TensorRT on RTX 3080 slow down

r05943077 · March 2, 2022, 9:34am

We are using tensorRT on RTX3080 GPU to inference unet.

At the beginning, TensorRT unet takes only 1ms. However, after some iterations, the inference becomes slower. It reaches 3ms afterwards, which is slower.

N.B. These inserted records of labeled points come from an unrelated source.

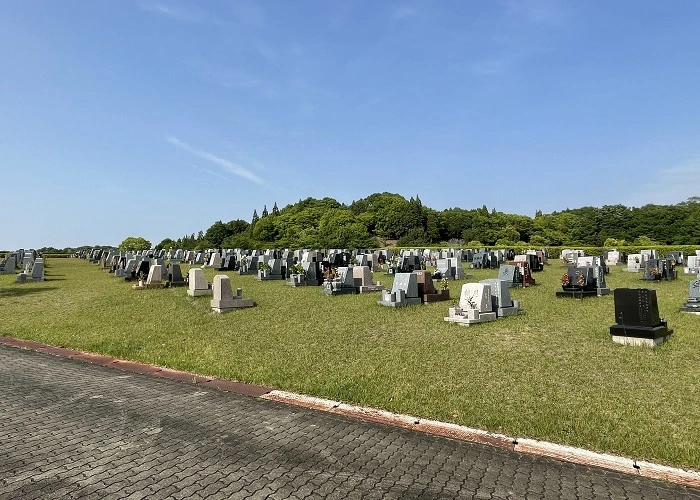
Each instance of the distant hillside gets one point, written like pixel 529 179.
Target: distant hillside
pixel 386 217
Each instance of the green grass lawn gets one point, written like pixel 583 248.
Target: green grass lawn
pixel 551 373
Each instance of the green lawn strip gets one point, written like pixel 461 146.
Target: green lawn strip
pixel 551 373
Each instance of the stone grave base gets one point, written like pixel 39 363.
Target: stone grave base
pixel 220 306
pixel 293 281
pixel 436 297
pixel 270 277
pixel 406 302
pixel 691 307
pixel 507 311
pixel 147 285
pixel 577 294
pixel 637 341
pixel 339 291
pixel 641 335
pixel 464 320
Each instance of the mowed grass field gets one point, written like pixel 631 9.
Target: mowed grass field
pixel 551 373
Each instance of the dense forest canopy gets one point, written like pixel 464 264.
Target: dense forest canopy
pixel 387 218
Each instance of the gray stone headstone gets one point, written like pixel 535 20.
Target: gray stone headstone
pixel 475 296
pixel 500 293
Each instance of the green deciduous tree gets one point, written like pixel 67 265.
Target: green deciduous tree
pixel 135 243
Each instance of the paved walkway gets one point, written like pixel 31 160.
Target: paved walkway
pixel 69 429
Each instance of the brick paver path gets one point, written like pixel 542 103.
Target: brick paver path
pixel 73 430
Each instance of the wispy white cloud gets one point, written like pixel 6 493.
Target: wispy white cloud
pixel 489 67
pixel 669 185
pixel 544 12
pixel 179 13
pixel 402 12
pixel 226 165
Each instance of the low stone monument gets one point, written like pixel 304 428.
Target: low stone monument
pixel 637 317
pixel 223 299
pixel 197 283
pixel 426 288
pixel 341 283
pixel 692 305
pixel 362 278
pixel 501 302
pixel 474 305
pixel 404 292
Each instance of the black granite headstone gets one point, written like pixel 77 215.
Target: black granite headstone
pixel 637 314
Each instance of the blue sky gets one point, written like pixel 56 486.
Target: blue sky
pixel 157 118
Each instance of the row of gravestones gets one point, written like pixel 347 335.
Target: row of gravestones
pixel 636 310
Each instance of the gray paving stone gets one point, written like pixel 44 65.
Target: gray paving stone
pixel 73 430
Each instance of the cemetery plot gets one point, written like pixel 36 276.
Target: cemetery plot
pixel 354 350
pixel 692 305
pixel 223 299
pixel 475 305
pixel 637 318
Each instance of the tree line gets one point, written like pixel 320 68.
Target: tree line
pixel 384 219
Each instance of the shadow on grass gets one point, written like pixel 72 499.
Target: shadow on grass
pixel 23 289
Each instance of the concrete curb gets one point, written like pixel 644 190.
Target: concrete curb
pixel 689 478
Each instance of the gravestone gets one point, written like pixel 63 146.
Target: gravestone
pixel 660 269
pixel 343 284
pixel 692 305
pixel 501 302
pixel 524 268
pixel 175 276
pixel 510 274
pixel 693 265
pixel 154 279
pixel 197 283
pixel 426 288
pixel 38 270
pixel 479 260
pixel 223 299
pixel 637 318
pixel 274 273
pixel 362 278
pixel 634 263
pixel 215 260
pixel 9 266
pixel 312 270
pixel 577 283
pixel 404 292
pixel 443 269
pixel 475 305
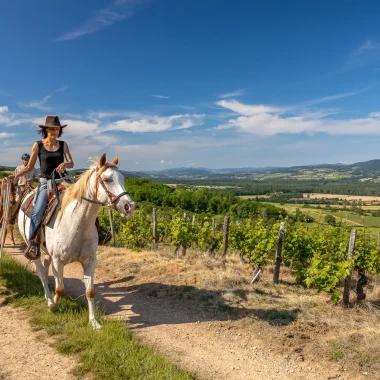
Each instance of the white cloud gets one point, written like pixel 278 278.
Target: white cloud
pixel 157 123
pixel 117 11
pixel 366 54
pixel 267 123
pixel 232 94
pixel 333 97
pixel 161 96
pixel 248 110
pixel 106 140
pixel 4 135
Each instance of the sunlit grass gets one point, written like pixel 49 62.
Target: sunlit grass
pixel 109 353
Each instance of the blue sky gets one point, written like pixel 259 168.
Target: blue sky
pixel 166 83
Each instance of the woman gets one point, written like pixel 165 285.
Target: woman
pixel 52 154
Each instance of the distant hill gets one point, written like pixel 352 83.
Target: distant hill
pixel 365 169
pixel 367 165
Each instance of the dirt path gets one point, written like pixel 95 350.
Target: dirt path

The GPU temperature is 35C degree, not too hot. The GPU usage is not more than 30%, and the GPU memory is less than 1500MB. Could someone provide some insights regarding this issue? Thanks in advance.

We use:
Cudnn 8.2.3
TensorRT 8.4
Windows 10
CUDA 11.6
RTX 3080

the code is as below:

cudaStream_t stream;
CHECK(cudaStreamCreate(&stream));
CHECK(cudaMemcpyAsync(buffers[inputIndex], input, input_size * sizeof(float), cudaMemcpyHostToDevice, stream));
enqueueV2(buffers, stream, nullptr);
CHECK(cudaMemcpyAsync(output, buffers[outputIndex], output_size * sizeof(float), cudaMemcpyDeviceToHost, stream));
cudaStreamSynchronize(stream);
cudaStreamDestroy(stream);

NVES · March 2, 2022, 10:07am

Hi,
Request you to share the model, script, profiler and performance output if not shared already so that we can help you better.
Alternatively, you can try running your model with trtexec command.
https://github.com/NVIDIA/TensorRT/tree/master/samples/opensource/trtexec

While measuring the model performance, make sure you consider the latency and throughput of the network inference, excluding the data pre and post-processing overhead.
Please refer below link for more details:
https://docs.nvidia.com/deeplearning/tensorrt/archives/tensorrt-722/best-practices/index.html#measure-performance
https://docs.nvidia.com/deeplearning/tensorrt/best-practices/index.html#model-accuracy

Thanks!

r05943077 · March 9, 2022, 9:34am

We can use mobilenet to get the strange result.
The onnx is as follows:

github.com

onnx/models/blob/main/vision/classification/mobilenet/model/mobilenetv2-7.onnx

version https://git-lfs.github.com/spec/v1
oid sha256:0e7c0aa4bc74650386fa1d2c84705753de7c2bdb21909ada5c59154bb429e092
size 13963115

We use trtexec to convert and run inference.
To convert:
trtexec --saveEngine=mobile.trt --onnx=mobilenetv2-7.onnx

To run inference:
trtexec --loadEngine=mobile.trt --dumpProfile --duration=0 --warmUp=0 --sleepTime=20 --idleTime=20 --verbose --iterations=N

When N=10, inference takes about 2.1 ms.
When N=100, inference takes about 2.1 ms.
When N=1000, inference takes about 3.6 ms.

As N become large, the model slow down. Really strange.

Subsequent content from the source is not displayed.